To verify that the store-front service is still accessible for pods in the pets namespace where the mTLS Peer Authentication policy is deployed, we will again deploy the curl image utility pod in the pets namespace. That pod will automatically get the sidecar injection of the Istio proxy, along with the policy that will enable it to securely communicate to the store-front service.

Use the following command to deploy the test pod that will run the curl image to the pets namespace of the cluster.

kubectl apply -f - <<EOF
apiVersion: apps/v1
kind: Deployment
metadata:
  name: curl-pets-deployment
  namespace: pets
spec:
  replicas: 1
  selector:
    matchLabels:
      app: curl
  template:
    metadata:
      labels:
        app: curl
    spec:
      containers:
      - name: curl
        image: curlimages/curl
        command: ["sleep", "3600"]
EOF

We can again verify the deployment of the test pod in the pets namespace using following command:

kubectl get pods -n pets | grep curl

Wait for the test pod to be in a Running state, and notice the READY state, which should have a status of 2/2.

Run the following command to get the name of the test pod in the pets namespace.

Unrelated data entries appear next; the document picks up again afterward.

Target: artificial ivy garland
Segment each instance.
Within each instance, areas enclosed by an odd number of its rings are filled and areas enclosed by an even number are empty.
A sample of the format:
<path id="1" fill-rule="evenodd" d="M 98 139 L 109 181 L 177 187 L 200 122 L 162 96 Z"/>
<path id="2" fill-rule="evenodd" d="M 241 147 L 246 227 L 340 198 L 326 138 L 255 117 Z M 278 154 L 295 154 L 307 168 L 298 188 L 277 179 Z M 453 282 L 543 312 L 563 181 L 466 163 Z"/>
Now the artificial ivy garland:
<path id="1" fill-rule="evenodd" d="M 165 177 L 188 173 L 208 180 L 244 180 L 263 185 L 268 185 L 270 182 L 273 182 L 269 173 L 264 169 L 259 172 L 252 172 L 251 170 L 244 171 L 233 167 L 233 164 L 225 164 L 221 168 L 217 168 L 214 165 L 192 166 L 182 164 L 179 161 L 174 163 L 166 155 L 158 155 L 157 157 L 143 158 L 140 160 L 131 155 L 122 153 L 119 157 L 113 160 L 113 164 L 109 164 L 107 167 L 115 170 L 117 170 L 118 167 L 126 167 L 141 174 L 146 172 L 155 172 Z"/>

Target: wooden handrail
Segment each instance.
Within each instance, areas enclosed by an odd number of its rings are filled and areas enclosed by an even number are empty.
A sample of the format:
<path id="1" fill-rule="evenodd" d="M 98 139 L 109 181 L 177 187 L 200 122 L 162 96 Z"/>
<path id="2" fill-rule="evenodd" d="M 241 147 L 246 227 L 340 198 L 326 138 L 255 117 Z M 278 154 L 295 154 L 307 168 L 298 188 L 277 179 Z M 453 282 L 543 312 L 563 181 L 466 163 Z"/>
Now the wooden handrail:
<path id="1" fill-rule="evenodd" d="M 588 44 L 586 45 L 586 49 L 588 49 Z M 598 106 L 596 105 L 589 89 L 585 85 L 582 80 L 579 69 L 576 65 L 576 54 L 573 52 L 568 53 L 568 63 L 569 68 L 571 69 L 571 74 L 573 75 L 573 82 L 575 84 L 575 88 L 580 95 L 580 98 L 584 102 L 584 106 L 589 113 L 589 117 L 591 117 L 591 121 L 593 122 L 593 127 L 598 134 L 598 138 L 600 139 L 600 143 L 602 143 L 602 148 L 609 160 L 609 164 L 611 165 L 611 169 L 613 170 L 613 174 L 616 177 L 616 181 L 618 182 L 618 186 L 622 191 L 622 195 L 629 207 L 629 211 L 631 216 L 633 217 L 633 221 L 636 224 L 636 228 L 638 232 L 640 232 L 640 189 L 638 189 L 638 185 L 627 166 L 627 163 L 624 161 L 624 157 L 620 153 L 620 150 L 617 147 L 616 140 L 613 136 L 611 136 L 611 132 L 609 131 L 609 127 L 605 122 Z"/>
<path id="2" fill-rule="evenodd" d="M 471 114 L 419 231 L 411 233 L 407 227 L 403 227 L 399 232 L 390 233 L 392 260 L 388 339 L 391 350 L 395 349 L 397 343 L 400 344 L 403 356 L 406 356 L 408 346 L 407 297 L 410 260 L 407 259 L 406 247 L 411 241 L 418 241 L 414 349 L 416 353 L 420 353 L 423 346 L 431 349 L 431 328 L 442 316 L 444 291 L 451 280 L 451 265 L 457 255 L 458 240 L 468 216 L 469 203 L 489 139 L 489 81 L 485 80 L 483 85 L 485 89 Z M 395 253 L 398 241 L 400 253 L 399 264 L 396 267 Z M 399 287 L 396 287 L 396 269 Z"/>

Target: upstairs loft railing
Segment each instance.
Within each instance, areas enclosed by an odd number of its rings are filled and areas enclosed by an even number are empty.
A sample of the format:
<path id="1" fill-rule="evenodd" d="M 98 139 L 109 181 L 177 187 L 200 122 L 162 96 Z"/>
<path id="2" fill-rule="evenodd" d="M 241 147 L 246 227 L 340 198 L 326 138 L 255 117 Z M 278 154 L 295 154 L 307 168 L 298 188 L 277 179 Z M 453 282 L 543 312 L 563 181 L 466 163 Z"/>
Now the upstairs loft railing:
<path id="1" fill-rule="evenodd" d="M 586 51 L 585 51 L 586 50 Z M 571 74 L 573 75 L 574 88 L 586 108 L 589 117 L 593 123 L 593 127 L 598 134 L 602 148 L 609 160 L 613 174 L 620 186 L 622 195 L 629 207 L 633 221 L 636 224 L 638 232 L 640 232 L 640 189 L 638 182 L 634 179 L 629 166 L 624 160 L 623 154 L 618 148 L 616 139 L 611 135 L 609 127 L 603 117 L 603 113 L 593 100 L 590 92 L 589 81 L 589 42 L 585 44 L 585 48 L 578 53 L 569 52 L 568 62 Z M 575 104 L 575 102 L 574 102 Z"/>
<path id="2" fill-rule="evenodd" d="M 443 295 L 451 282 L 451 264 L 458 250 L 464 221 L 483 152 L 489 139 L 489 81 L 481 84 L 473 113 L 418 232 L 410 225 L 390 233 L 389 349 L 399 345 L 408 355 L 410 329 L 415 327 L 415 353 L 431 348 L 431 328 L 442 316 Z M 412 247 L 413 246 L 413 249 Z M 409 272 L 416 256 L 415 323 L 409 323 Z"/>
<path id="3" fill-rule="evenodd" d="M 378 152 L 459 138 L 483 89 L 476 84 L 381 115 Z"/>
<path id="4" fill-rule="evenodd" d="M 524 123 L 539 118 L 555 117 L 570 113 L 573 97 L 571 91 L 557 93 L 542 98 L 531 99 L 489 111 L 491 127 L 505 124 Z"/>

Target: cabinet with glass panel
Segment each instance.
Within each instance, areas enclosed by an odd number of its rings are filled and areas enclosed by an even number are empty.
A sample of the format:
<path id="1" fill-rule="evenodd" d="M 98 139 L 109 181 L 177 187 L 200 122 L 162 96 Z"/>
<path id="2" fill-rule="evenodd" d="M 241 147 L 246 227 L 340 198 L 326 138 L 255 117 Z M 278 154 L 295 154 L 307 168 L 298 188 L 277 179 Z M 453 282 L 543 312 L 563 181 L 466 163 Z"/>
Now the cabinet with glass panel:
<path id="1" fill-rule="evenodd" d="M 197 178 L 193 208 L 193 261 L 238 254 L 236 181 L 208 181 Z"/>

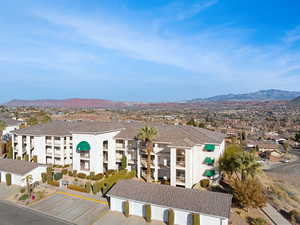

CURL_PETS_POD_NAME="$(kubectl get pod -n pets -l app=curl -o jsonpath="{.items[0].metadata.name}")"

Run the following command to run a curl command from the test pod in the pets namespace to the store-front service.

kubectl exec -it ${CURL_PETS_POD_NAME} -n pets -- curl -IL store-front.pets.svc.cluster.local:80

You should see a response with a status of HTTP/1.1 200 OK indicating that the store-front service successfully responded to the client in the pets namespace using only mTLS communication.